I don't regret the decision. Maybe having time away from the film festival would give me time to process the heady ideas coming from the shows I saw on Friday and what I heard from the filmmakers at the end of the screening.
Paul Murphy was one of the directors available to answer questions Friday night. He directed the New Zealand film, Second-Hand Wedding, his first feature after doing commercials for 20 years. He told us that the movie "started with a conversation." After you begin working on it, the project "takes on life of its own."
These comments connected with me. I complain that we don't have dramatic geological formations and landscapes in Indiana. We are cutoff from the movie-making industry. Movie people are few and as far between as any scenic wonders in the country's heartland. But one does not have to look far for a story to tell or for an image to shoot. The crucial step is to take the step.
For years now I've been collecting inspirational stories of how other people made it, how they started. Movie actors, fiction writers, scriptwriters, visual artists, computer software geniuses, website entrepreneurs, film directors and producers, photographers: these are my heroes, theirs the story that intrigue me no end. Each one's story is different. I can look for the correct mixture of ingredients to make my own start and may be looking the rest of my life. The crucial step is to take the step.

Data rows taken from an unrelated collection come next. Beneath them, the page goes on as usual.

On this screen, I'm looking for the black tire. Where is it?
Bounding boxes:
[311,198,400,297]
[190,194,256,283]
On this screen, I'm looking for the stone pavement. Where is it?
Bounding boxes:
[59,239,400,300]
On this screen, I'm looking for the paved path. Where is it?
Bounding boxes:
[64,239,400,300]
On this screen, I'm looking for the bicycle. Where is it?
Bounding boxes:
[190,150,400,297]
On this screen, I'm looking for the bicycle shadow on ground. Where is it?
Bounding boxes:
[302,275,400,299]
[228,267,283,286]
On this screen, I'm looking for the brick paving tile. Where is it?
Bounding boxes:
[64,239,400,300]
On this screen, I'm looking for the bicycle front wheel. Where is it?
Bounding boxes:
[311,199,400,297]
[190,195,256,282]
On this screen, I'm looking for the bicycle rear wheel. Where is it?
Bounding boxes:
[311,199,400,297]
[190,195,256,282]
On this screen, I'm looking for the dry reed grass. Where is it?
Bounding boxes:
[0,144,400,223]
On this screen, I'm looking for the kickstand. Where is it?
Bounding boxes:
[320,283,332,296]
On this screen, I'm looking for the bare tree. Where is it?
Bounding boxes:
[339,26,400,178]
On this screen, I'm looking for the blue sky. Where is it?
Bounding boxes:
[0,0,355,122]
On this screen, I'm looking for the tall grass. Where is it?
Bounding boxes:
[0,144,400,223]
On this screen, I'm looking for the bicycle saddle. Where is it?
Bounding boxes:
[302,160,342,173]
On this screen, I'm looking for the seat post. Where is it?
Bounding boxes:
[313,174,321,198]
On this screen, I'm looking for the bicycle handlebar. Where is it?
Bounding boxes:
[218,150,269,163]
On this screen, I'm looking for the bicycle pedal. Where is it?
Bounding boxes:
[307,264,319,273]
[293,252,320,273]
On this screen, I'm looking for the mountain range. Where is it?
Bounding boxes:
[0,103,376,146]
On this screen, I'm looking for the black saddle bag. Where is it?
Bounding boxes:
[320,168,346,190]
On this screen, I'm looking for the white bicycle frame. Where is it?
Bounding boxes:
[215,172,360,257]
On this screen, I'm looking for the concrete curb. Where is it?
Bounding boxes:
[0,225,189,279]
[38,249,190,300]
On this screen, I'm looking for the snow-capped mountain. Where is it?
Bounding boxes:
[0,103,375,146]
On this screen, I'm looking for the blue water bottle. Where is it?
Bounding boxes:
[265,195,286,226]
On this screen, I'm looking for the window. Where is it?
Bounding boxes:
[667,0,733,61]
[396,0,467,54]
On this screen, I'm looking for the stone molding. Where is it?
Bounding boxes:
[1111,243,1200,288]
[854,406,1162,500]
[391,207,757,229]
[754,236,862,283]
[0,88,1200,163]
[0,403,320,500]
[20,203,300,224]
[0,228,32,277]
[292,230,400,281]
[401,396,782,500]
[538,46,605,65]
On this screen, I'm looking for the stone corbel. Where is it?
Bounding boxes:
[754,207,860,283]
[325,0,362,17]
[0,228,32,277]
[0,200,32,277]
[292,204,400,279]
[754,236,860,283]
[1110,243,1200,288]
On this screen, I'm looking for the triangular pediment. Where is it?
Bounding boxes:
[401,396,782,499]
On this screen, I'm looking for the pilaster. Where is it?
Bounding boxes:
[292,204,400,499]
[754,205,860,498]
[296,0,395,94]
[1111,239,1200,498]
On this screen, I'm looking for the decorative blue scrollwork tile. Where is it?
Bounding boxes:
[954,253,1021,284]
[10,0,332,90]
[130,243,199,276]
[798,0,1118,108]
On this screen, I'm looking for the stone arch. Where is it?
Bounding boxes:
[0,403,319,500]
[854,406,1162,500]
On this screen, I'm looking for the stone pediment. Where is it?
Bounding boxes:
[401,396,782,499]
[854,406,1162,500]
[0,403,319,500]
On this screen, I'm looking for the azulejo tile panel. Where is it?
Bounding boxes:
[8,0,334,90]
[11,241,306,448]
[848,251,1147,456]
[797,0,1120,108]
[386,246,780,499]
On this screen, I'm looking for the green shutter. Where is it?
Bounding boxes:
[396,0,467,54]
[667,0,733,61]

The last two Saturdays going out in search of local images to photograph have moved my interest in photography farther than maybe the last year put together. Shooting models tops the experiences but more than this shooting ordinary scenes like the orange Oldsmobile in my front yard or M's son, Ken, peering at the honeybee he had been shooing away and decrying just minutes earlier suddenly seemed examples of beginnings to get started so a project, any project, can have a life of its own.